2

I am trying to run a t-test with bootstrap in R. I have a sample of 50 participants, 39 are females. I have a dependent variable, d' and want to see if males and females differ on this var. As I only have 11 male participants, I want to use a bootstrapped t-test (not the best idea but I've seen it in literature).

I have a database called "data" with several variables. So, first I extracted two vectors:

dPrimeFemales <- subset(data, Gender == "F", 
                  select=c(dPrime))

dPrimeMales <- subset(data, Gender == "M", 
                        select=c(dPrime))

Then, I tried several things found on the internet (and here). Based on this post I tried:

set.seed(1315)
    B      <- 1000
    t.vect <- vector(length=B)
    p.vect <- vector(length=B)
    for(i in 1:B){
      boot.c <- sample(dPrimeFemales, size=nrow(dPrimeFemales), replace=T)
      boot.p <- sample(dPrimeMales, size=nrow(dPrimeMales), replace=T)
      ttest  <- t.test(boot.c, boot.p)
      t.vect[i] <- ttest$statistic
      p.vect[i] <- ttest$p.value
    }

But it says:

Error: Must use a vector in `[`, not an object of class matrix.
Call `rlang::last_error()` to see a backtrace

I also tried this: boot.t.test: Bootstrap t-test

First, I couldn't load the functions.
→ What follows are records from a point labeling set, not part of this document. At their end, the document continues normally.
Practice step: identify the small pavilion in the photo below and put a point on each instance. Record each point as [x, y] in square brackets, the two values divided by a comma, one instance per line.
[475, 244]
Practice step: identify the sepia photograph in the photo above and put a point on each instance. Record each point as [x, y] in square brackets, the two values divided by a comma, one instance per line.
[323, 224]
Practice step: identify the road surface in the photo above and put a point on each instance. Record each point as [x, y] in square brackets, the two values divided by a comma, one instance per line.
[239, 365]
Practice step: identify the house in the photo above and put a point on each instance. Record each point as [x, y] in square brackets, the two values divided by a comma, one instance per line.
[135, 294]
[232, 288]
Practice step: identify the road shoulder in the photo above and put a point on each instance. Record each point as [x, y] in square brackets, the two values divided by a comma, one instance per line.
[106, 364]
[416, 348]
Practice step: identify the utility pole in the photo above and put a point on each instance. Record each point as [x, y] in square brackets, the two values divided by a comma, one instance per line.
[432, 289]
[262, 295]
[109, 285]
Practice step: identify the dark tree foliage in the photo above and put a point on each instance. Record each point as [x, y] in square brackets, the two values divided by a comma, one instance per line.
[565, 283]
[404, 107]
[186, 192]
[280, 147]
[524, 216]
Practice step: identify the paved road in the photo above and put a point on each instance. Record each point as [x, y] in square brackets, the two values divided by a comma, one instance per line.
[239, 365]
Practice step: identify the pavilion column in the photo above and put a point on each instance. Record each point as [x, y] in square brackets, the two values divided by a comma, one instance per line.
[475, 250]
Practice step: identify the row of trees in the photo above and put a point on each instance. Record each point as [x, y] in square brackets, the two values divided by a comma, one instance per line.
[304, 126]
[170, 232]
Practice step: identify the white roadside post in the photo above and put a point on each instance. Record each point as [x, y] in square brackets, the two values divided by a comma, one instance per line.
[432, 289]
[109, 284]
So, I copy-pasted and ran this:

Bootstrap Function

Then I ran this:

boot.t.test(x = dPrimeFemales, y = dPrimeMales)

But, it says this:

Error in boot.t.test(x = dPrimeFemales, y = dPrimeMales) : 
  dims [product 1] do not match the length of object [1000]
In addition: There were 50 or more warnings (use warnings() to see the first 50)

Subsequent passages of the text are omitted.